Previous topic

corpora.bleicorpus – Corpus in Blei’s LDA-C format

Next topic

corpora.hashdictionary – Construct word<->id mappings

corpora.dictionary – Construct word<->id mappings

This module implements the concept of Dictionary – a mapping between words and their integer ids.

Dictionaries can be created from a corpus and can later be pruned according to document frequency (removing (un)common words via the Dictionary.filter_extremes() method), save/loaded from disk (via Dictionary.save() and Dictionary.load() methods) etc.

class gensim.corpora.dictionary.Dictionary(documents=None)

Dictionary encapsulates the mapping between normalized words and their integer ids.

The main function is doc2bow, which converts a collection of words to its bag-of-words representation: a list of (word_id, word_frequency) 2-tuples.

add_documents(documents)

Build dictionary from a collection of documents. Each document is a list of tokens = tokenized and normalized utf-8 encoded strings.

This is only a convenience wrapper for calling doc2bow on each document with allow_update=True.

>>> print Dictionary(["máma mele maso".split(), "ema má máma".split()])
Dictionary(5 unique tokens)
compactify()

Assign new word ids to all words.

This is done to make the ids more compact, e.g. after some tokens have been removed via filter_tokens() and there are gaps in the id series. Calling this method will remove the gaps.

doc2bow(document, allow_update=False, return_missing=False)

Convert document (a list of words) into the bag-of-words format = list of (token_id, token_count) 2-tuples. Each word is assumed to be a tokenized and normalized utf-8 encoded string. No further preprocessing is done on the words in document; apply tokenization, stemming etc. before calling this method.

If allow_update is set, then also update dictionary in the process: create ids for new words. At the same time, update document frequencies – for each word appearing in this document, increase its document frequency (self.dfs) by one.

If allow_update is not set, this function is const, aka read-only.

filter_extremes(no_below=5, no_above=0.5, keep_n=100000)

Filter out tokens that appear in

  1. less than no_below documents (absolute number) or
  2. more than no_above documents (fraction of total corpus size, not absolute number).
  3. after (1) and (2), keep only the first keep_n most frequent tokens (or keep all if None).

After the pruning, shrink resulting gaps in word ids.

Note: Due to the gap shrinking, the same word may have a different word id before and after the call to this function!

filter_tokens(bad_ids=None, good_ids=None)

Remove the selected bad_ids tokens from all dictionary mappings, or, keep selected good_ids in the mapping and remove the rest.

bad_ids and good_ids are collections of word ids to be removed.

static from_corpus(corpus)

Create Dictionary from an existing corpus.

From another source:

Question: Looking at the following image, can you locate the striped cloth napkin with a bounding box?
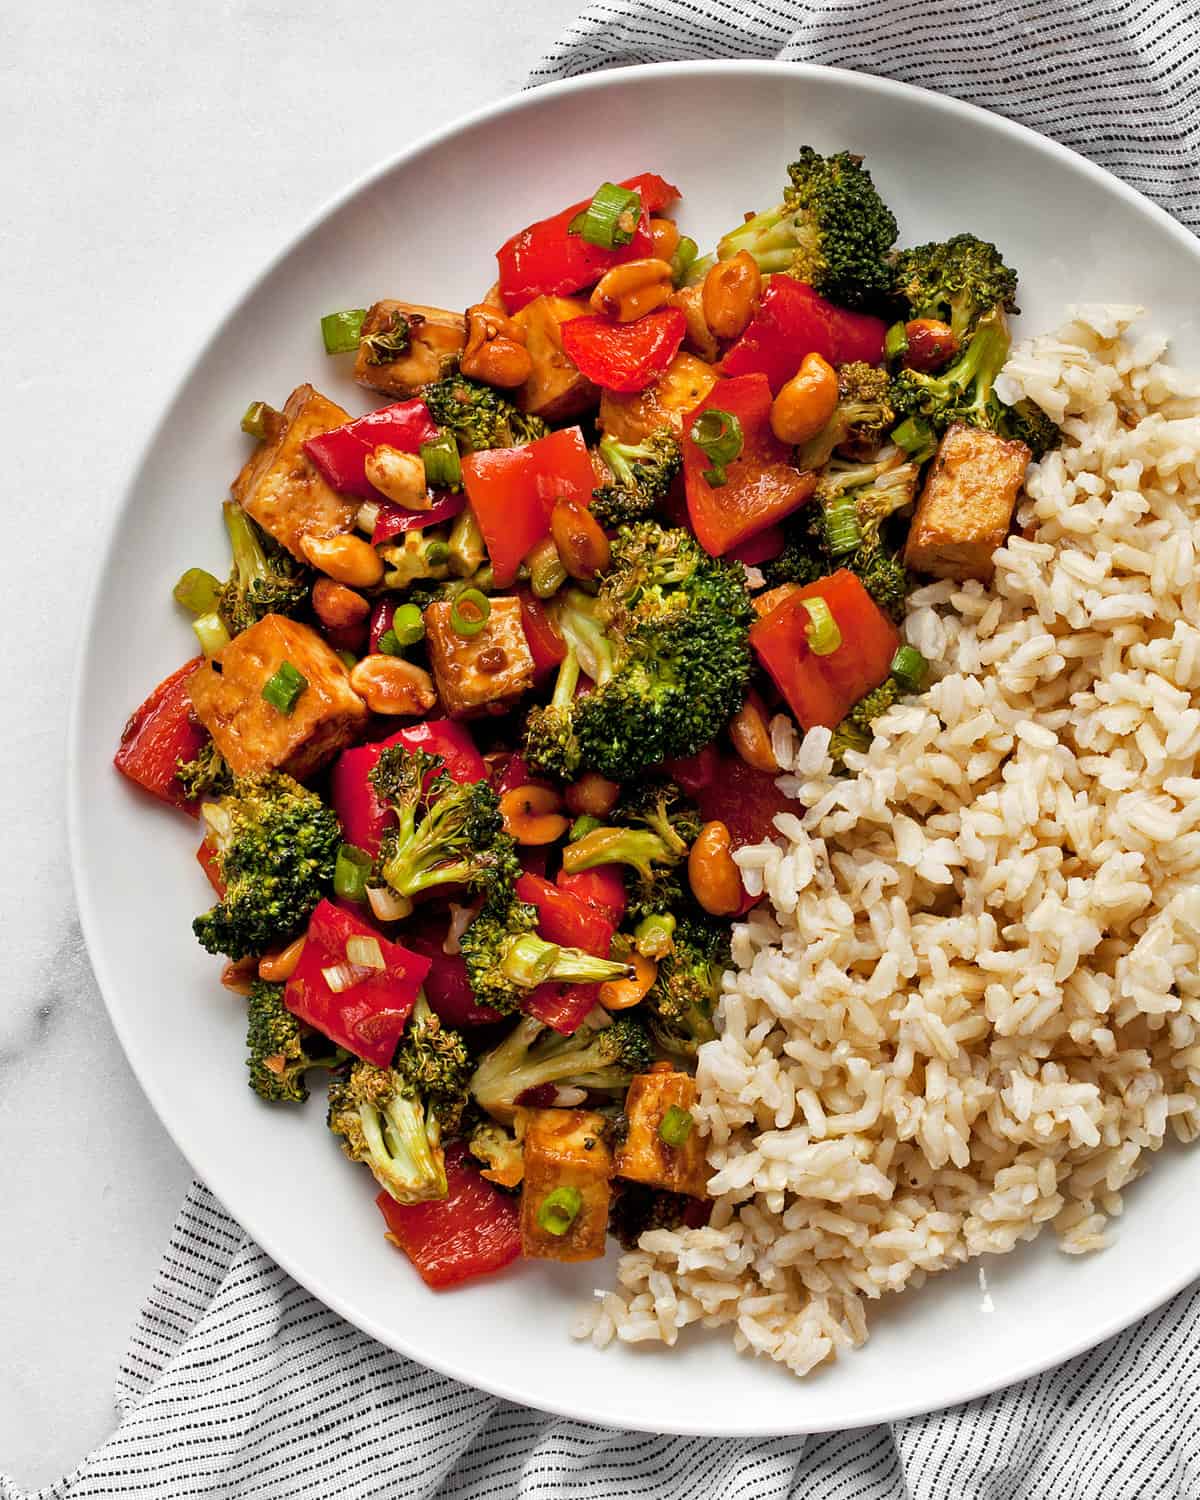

This can be useful if you only have a term-document BOW matrix (represented by corpus), but not the original text corpus.

This will scan the term-document count matrix for all word ids that appear in it, then construct and return Dictionary which maps each word_id -> str(word_id).

keys()

Return a list of all token ids.

classmethod load(fname)

Load a previously saved object from file (also see save).

static load_from_text(fname)

Load a previously stored Dictionary from a text file. Mirror function to save_as_text.

save(fname)

Save the object to file via pickling (also see load).

save_as_text(fname)

Save this Dictionary to a text file, in format: id[TAB]word_utf8[TAB]document frequency[NEWLINE].

Note: use save/load to store in binary format instead (pickle).